In the Gartner report, released on Monday, 46 percent of CIOs said their 2009 IT budget had changed since it was finalised. In that group, more than 90 percent had made an average reduction of 7.2 percent in the first quarter.
"CIOs reported that renegotiating vendor contracts and head-count reductions were the primary focus areas for accommodating budget reductions," Gartner group vice president Mark McDonald said in a statement. "CIOs report shifting more work to in-house resources and delaying capital expenditures, more than reducing IT project investments."
Gartner surveyed CIOs from September to December last year about their spending intentions for the first quarter of 2009, and generally found predictions of mainly flat IT spending, with a minor increase of 0.16 percent.
The new survey, conducted over March and April this year, found budgets had declined by a weighted average of 4.7 percent as a result of wider economic woes.
Last year's survey had more than 1,500 responses, while the new research covered around 900 CIOs. Fifty-four percent of respondents to the latest survey reported no change in their IT budget, and four percent reported an increase.

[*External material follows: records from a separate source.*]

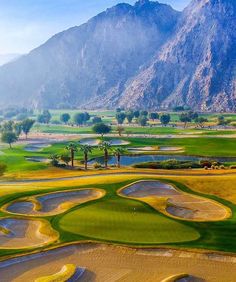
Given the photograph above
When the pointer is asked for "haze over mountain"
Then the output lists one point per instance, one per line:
(6, 58)
(146, 55)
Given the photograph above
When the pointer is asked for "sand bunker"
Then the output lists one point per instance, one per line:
(118, 142)
(23, 233)
(156, 149)
(91, 142)
(69, 272)
(36, 147)
(111, 263)
(173, 202)
(37, 159)
(52, 203)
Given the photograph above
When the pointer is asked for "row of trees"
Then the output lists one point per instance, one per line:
(142, 117)
(78, 119)
(190, 116)
(10, 131)
(87, 149)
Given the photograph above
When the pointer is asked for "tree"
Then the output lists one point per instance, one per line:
(65, 158)
(120, 117)
(3, 168)
(144, 113)
(120, 129)
(143, 120)
(65, 118)
(165, 119)
(96, 120)
(105, 146)
(27, 124)
(188, 117)
(178, 109)
(18, 128)
(118, 152)
(222, 121)
(72, 148)
(45, 117)
(129, 116)
(101, 128)
(86, 117)
(8, 126)
(86, 149)
(54, 159)
(201, 121)
(9, 137)
(79, 118)
(185, 118)
(154, 116)
(136, 114)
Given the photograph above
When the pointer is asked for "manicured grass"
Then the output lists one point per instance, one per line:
(113, 219)
(206, 147)
(125, 221)
(15, 160)
(211, 147)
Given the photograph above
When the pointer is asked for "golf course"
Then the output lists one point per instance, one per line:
(87, 206)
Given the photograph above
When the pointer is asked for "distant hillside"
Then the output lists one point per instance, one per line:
(6, 58)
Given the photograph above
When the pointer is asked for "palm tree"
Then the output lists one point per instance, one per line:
(118, 153)
(105, 146)
(72, 147)
(86, 149)
(54, 159)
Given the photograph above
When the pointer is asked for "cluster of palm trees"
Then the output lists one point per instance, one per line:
(105, 146)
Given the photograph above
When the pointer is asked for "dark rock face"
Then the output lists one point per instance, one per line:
(142, 56)
(196, 67)
(91, 62)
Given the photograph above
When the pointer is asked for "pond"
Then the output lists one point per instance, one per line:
(131, 160)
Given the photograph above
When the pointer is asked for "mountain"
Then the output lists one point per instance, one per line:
(6, 58)
(142, 56)
(91, 62)
(196, 67)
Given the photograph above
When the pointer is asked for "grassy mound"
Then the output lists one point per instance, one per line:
(125, 221)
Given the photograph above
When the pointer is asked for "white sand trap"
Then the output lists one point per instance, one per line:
(113, 263)
(91, 142)
(69, 273)
(23, 233)
(53, 203)
(118, 142)
(171, 201)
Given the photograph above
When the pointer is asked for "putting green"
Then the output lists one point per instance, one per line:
(126, 221)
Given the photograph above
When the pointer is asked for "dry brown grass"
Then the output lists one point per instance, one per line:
(110, 263)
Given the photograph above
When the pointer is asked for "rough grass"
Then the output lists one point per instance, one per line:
(214, 236)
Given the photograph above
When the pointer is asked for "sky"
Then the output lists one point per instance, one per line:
(26, 24)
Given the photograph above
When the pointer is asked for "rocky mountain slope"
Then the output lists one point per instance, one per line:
(142, 56)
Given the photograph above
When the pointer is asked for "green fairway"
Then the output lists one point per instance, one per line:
(126, 221)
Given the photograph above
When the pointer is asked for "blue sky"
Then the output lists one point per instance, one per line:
(25, 24)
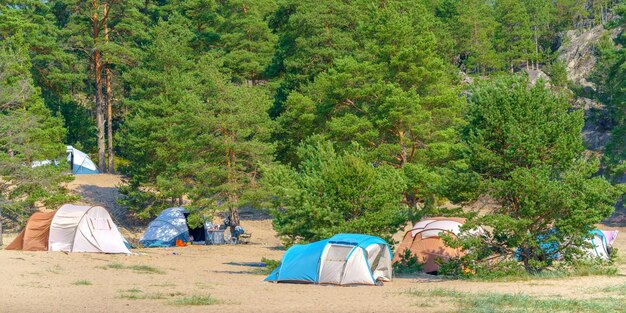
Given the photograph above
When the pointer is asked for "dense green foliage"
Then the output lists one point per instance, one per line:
(524, 144)
(337, 116)
(28, 133)
(332, 193)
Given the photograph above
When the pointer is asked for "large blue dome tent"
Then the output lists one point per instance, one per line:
(344, 259)
(169, 226)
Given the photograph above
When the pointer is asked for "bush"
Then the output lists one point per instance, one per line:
(332, 193)
(525, 143)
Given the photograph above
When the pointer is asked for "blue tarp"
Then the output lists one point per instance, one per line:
(301, 263)
(168, 227)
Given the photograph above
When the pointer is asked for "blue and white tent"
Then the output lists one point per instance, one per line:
(600, 244)
(168, 227)
(344, 259)
(80, 162)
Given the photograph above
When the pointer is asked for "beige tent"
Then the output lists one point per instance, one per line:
(34, 237)
(425, 242)
(72, 228)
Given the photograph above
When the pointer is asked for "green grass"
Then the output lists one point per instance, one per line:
(196, 300)
(503, 302)
(620, 289)
(146, 269)
(270, 265)
(81, 282)
(578, 270)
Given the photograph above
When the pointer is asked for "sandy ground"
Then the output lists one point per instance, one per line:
(47, 282)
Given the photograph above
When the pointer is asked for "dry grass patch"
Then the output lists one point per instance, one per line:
(146, 269)
(196, 300)
(81, 282)
(502, 302)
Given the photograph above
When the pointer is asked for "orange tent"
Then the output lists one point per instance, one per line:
(34, 237)
(424, 241)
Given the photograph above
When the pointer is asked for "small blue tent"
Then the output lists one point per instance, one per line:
(80, 162)
(168, 227)
(344, 259)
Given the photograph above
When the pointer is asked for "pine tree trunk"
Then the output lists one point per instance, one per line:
(109, 98)
(97, 65)
(1, 227)
(233, 198)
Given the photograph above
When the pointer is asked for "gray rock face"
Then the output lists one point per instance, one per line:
(595, 137)
(535, 75)
(577, 52)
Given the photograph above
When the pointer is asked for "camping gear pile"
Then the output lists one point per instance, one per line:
(71, 228)
(170, 229)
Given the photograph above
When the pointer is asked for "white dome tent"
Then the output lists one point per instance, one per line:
(77, 228)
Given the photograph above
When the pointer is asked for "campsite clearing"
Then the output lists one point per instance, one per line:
(223, 277)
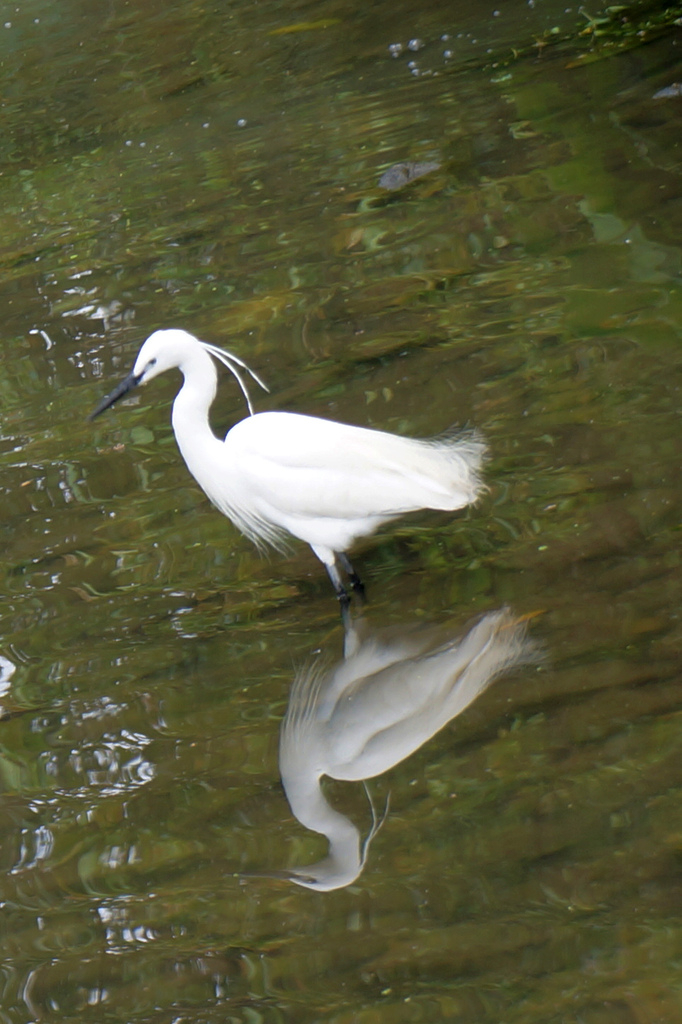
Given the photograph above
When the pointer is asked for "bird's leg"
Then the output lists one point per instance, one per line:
(341, 592)
(353, 579)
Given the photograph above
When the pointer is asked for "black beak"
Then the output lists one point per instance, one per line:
(126, 385)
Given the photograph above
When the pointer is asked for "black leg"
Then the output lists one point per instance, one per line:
(335, 577)
(353, 579)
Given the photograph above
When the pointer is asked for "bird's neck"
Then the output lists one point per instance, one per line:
(190, 410)
(344, 861)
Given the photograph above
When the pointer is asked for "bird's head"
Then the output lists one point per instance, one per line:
(162, 350)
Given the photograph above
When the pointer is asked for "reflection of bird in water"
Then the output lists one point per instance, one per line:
(369, 713)
(278, 473)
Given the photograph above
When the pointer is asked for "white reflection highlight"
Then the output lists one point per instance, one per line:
(370, 712)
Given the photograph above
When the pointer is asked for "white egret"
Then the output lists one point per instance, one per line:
(370, 712)
(278, 473)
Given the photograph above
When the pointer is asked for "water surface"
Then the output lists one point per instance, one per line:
(218, 170)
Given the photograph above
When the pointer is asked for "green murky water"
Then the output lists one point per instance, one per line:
(217, 168)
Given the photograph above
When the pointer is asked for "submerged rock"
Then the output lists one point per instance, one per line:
(402, 174)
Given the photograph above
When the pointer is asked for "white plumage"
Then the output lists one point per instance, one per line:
(278, 474)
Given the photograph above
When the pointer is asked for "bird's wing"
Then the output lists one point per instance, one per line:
(311, 467)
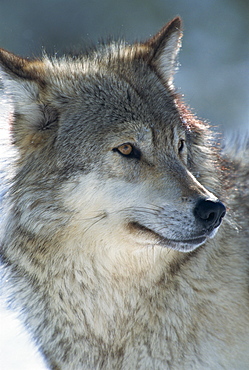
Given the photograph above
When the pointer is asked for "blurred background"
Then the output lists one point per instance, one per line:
(213, 76)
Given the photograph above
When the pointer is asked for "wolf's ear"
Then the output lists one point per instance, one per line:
(24, 80)
(162, 49)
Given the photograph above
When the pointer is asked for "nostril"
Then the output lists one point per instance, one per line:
(209, 213)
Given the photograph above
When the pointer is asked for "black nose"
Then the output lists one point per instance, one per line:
(209, 213)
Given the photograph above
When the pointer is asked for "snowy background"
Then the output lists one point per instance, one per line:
(213, 76)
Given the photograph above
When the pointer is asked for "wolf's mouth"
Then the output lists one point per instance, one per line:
(184, 245)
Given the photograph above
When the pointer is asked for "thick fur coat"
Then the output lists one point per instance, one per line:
(114, 240)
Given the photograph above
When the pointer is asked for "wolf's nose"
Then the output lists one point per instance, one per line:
(209, 213)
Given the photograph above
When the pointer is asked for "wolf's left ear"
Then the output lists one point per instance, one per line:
(162, 49)
(25, 81)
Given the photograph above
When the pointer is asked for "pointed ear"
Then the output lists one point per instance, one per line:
(24, 81)
(163, 49)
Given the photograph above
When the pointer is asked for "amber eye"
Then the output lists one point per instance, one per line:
(181, 145)
(125, 149)
(128, 150)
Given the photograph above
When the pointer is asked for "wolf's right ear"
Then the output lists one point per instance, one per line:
(162, 49)
(24, 80)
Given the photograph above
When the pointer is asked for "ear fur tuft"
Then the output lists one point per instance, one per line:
(164, 48)
(33, 118)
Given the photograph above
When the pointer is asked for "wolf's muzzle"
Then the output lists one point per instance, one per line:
(209, 213)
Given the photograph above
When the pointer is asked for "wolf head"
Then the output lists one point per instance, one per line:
(108, 154)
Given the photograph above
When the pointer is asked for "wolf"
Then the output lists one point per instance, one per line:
(125, 231)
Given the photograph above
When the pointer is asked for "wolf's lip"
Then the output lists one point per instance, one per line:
(192, 241)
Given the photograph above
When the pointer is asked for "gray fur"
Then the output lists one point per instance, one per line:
(100, 249)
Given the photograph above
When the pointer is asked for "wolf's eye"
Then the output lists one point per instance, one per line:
(125, 149)
(128, 150)
(181, 145)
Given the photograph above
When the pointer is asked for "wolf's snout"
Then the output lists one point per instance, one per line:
(209, 213)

The professional services, telecommunications and high-tech industries saw the biggest cuts in tech spending, at 10 percent. IT budgets in the manufacturing industry fell by around eight percent, and the utilities and financial services industries saw drops of around four percent.
Most CIOs say further cuts this year are unlikely, Gartner reported. Respondents said they were hoping for an economic recovery between the first and third quarters of 2010. If and when this happens, they expect IT investment projects and workforce increases to be their first investments.